I try to find email match in a website in goland with a file include url, for example, if i put "http://facebook.com" in the file, he will try to find all email find in the website, but he always result 0. I think I choose the wrong function but i try to find other function but i've got the same result. Here the code :
package main
import (
"bufio"
"bytes"
"fmt"
"log"
"net/http"
"os"
"regexp"
"sync"
)
func main() {
var wg sync.WaitGroup
wg.Add(1)
go emailWeb(os.Args[1], &wg)
wg.Wait()
}
func emailWeb(name string, wg *sync.WaitGroup) {
file, err := os.Open(name)
if err != nil {
log.Fatal(err)
}
defer file.Close()
scanner := bufio.NewScanner(file)
for scanner.Scan() {
str := scanner.Text()
nb_arobase := numberEmail(str)
fmt.Println("URL : ", str, " nb email: ", nb_arobase)
}
if err := scanner.Err(); err != nil {
log.Fatal(err)
}
(*wg).Done()
}
func numberEmail(url string) int {
count := 0
reg := regexp.MustCompile(`[a-z0-9._%+\-]+@[a-z0-9.\-]+\.[a-z]{2,4}`)

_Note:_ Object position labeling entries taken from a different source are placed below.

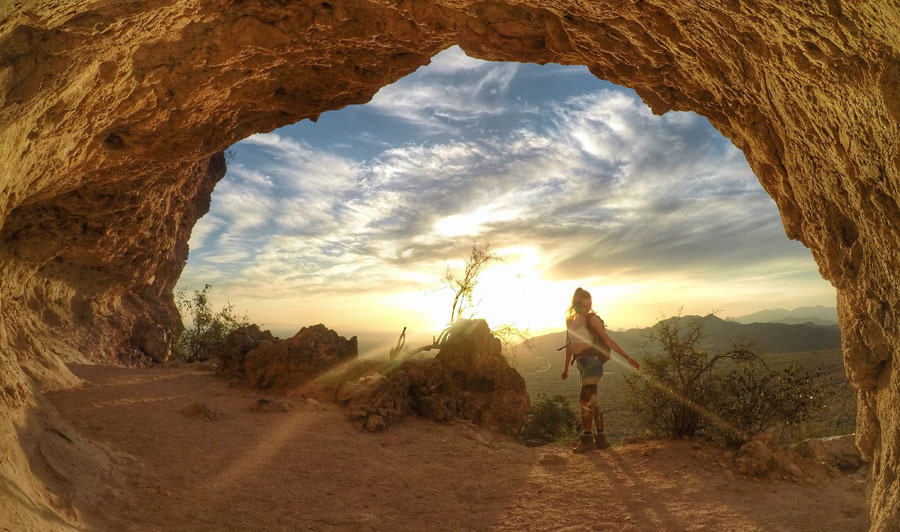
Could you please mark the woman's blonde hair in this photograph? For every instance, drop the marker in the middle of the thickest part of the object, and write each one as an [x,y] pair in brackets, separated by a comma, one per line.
[577,307]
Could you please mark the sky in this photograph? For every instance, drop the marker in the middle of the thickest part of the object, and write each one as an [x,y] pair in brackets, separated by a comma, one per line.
[571,181]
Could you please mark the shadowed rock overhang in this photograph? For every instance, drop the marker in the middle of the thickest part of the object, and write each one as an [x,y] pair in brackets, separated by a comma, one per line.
[112,115]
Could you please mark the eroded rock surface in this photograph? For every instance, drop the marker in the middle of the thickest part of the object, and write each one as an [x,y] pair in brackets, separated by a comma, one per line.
[293,364]
[111,113]
[238,343]
[468,379]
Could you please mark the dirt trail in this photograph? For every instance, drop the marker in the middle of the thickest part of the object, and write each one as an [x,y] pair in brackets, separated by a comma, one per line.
[311,469]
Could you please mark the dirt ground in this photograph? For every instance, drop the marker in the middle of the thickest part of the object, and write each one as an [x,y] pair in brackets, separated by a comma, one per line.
[311,469]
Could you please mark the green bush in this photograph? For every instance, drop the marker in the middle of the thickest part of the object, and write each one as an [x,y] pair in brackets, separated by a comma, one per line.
[752,399]
[549,420]
[208,329]
[686,390]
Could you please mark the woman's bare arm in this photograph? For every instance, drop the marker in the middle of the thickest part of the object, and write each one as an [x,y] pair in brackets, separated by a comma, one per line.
[601,330]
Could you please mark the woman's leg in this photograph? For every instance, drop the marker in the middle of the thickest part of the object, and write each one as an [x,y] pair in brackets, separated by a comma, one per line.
[597,415]
[587,403]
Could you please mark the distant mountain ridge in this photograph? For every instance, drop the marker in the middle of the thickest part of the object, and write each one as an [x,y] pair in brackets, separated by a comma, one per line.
[721,334]
[818,315]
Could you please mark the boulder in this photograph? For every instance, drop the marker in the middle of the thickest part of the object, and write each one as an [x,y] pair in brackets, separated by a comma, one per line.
[836,451]
[238,343]
[485,388]
[468,379]
[295,363]
[385,404]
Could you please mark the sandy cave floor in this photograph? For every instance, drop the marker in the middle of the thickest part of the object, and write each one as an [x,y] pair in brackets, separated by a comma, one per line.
[312,469]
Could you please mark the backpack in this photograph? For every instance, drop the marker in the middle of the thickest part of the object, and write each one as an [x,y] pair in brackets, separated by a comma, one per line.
[599,346]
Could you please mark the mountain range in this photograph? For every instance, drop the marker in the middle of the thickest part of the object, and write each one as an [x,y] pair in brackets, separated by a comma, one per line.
[721,335]
[817,315]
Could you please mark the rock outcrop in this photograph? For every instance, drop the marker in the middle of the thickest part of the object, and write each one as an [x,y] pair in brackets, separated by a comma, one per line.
[238,343]
[836,451]
[291,365]
[468,379]
[111,115]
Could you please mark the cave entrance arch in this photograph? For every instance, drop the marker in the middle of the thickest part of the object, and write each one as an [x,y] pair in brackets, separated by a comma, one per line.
[579,180]
[125,108]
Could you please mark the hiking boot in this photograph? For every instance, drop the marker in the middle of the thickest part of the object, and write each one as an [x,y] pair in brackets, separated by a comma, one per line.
[587,444]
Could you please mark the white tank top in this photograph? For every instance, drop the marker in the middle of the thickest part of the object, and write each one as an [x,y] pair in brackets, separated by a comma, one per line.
[578,331]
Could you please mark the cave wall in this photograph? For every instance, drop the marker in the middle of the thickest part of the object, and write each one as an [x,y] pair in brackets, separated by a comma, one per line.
[111,113]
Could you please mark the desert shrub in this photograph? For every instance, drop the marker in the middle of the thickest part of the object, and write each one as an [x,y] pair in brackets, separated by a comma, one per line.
[550,419]
[751,399]
[208,329]
[674,389]
[687,390]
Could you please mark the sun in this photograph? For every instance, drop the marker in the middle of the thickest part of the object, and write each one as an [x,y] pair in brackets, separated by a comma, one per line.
[513,292]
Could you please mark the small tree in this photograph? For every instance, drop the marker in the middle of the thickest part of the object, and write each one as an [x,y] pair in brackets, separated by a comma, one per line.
[465,285]
[550,420]
[208,329]
[752,399]
[674,389]
[686,390]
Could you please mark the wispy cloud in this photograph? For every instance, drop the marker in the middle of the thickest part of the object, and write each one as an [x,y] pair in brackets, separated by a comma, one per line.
[453,90]
[595,182]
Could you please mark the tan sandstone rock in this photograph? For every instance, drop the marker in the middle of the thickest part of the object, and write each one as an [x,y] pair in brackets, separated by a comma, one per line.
[112,115]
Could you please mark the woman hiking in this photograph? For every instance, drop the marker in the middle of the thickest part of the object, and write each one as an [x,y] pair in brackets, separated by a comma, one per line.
[588,342]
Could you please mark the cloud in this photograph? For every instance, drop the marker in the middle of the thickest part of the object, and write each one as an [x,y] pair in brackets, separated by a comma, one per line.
[452,90]
[595,182]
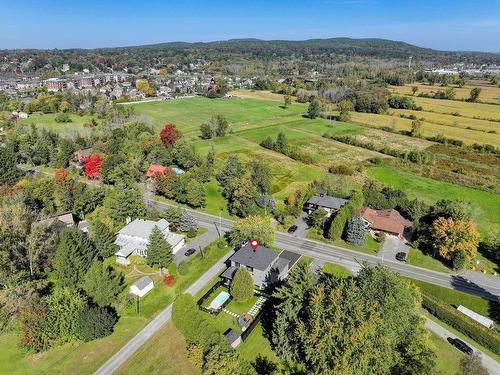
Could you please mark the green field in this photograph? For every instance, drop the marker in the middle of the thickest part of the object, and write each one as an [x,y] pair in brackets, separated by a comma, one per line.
[485,204]
[84,358]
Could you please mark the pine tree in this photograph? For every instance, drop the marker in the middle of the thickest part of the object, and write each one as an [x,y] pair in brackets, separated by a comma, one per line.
[356,231]
[74,255]
[188,221]
[159,251]
[242,285]
[104,239]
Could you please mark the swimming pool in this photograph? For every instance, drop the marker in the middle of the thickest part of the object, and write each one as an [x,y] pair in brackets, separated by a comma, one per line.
[219,300]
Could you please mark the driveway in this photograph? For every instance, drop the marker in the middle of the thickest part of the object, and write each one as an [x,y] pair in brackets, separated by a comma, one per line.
[200,241]
[391,246]
[302,226]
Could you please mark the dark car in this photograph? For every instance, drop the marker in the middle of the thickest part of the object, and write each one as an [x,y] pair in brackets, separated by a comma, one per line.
[190,252]
[460,345]
[401,256]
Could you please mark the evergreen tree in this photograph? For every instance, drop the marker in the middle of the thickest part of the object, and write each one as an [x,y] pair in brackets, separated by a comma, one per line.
[159,251]
[102,284]
[104,239]
[74,255]
[356,231]
[242,285]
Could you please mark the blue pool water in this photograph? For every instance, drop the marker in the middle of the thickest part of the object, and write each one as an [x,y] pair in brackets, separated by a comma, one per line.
[219,300]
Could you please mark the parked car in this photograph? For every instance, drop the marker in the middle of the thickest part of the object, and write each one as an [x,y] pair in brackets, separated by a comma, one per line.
[401,256]
[460,345]
[190,252]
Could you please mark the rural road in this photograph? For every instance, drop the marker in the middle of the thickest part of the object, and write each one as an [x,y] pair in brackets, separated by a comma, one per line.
[487,287]
[126,352]
[489,363]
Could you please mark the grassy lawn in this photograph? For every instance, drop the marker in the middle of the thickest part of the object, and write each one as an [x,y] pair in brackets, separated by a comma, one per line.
[419,259]
[485,204]
[85,358]
[47,121]
[164,353]
[336,270]
[447,357]
[241,308]
[455,297]
[370,247]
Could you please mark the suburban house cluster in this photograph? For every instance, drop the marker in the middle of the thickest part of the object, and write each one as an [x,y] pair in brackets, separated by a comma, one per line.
[133,238]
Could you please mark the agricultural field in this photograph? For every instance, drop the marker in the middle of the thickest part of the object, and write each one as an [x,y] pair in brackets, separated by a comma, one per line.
[489,93]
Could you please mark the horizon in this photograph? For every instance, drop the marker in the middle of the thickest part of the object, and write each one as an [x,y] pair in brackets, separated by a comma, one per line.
[113,24]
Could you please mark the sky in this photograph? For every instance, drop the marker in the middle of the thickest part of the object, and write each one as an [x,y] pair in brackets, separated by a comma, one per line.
[472,25]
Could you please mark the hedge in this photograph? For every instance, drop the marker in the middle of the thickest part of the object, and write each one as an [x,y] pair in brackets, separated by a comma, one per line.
[462,323]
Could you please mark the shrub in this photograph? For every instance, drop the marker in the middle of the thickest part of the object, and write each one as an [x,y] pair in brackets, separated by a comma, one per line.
[462,323]
[183,268]
[169,280]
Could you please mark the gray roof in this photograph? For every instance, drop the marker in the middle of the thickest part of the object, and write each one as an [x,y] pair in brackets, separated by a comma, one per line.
[143,282]
[259,259]
[327,201]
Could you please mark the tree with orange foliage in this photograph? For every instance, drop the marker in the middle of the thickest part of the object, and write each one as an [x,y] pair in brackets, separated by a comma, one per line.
[92,166]
[169,134]
[451,237]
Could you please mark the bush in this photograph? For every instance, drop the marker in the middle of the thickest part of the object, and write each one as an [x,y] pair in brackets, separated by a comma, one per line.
[462,323]
[183,268]
[169,280]
[95,322]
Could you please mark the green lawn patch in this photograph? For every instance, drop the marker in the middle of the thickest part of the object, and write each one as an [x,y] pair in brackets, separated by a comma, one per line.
[486,213]
[336,270]
[417,258]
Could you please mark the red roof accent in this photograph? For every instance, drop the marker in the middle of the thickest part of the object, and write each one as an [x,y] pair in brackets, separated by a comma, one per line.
[385,220]
[155,169]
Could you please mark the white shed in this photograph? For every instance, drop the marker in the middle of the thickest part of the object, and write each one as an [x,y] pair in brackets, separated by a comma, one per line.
[142,286]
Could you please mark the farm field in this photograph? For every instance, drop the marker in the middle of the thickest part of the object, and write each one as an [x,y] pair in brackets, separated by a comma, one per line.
[489,93]
[485,203]
[47,121]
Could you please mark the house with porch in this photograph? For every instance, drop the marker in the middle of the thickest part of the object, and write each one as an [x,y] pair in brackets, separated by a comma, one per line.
[266,266]
[133,239]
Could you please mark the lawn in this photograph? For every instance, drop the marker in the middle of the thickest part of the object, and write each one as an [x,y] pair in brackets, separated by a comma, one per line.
[48,122]
[164,353]
[419,259]
[336,270]
[486,213]
[84,358]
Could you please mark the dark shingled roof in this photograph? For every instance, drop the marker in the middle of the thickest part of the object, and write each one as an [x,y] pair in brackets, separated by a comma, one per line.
[259,259]
[327,201]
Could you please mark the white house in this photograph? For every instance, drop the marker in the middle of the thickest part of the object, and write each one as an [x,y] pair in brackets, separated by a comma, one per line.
[133,239]
[142,286]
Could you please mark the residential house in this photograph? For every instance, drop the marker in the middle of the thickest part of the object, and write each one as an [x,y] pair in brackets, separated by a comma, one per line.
[142,286]
[387,221]
[329,204]
[133,239]
[266,266]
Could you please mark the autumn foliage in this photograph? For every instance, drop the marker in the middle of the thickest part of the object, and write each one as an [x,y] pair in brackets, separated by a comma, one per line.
[169,280]
[92,166]
[169,134]
[451,237]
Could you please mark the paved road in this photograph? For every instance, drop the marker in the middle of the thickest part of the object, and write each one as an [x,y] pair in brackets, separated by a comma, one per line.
[470,282]
[126,352]
[489,363]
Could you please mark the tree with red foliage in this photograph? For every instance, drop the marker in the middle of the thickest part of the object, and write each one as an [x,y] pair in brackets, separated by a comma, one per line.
[92,166]
[169,134]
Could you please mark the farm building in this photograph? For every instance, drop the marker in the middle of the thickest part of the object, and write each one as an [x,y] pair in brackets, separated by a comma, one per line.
[142,286]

response, err := http.Get(url)
if err != nil {
log.Fatal(err)
} else {
str := response.Body
buf := new(bytes.Buffer)
buf.ReadFrom(str)
bodyStr := buf.String()
for i := 0; i < len(bodyStr); i++ {
if reg.MatchString(string(bodyStr[i])) {
count += 1
}
}
}
return count
}
You're trying to match the regexp against each individual character in the http response body. You can count the matches in the entire body if you want by counting the matched indexes.
resp, err := http.Get(url)
if err != nil {
log.Println(err)
return 0
}
defer resp.Body.Close()
body, err := ioutil.ReadAll(resp.Body)
if err != nil {
log.Println(err)
return 0
}
return len(reg.FindAllIndex(body))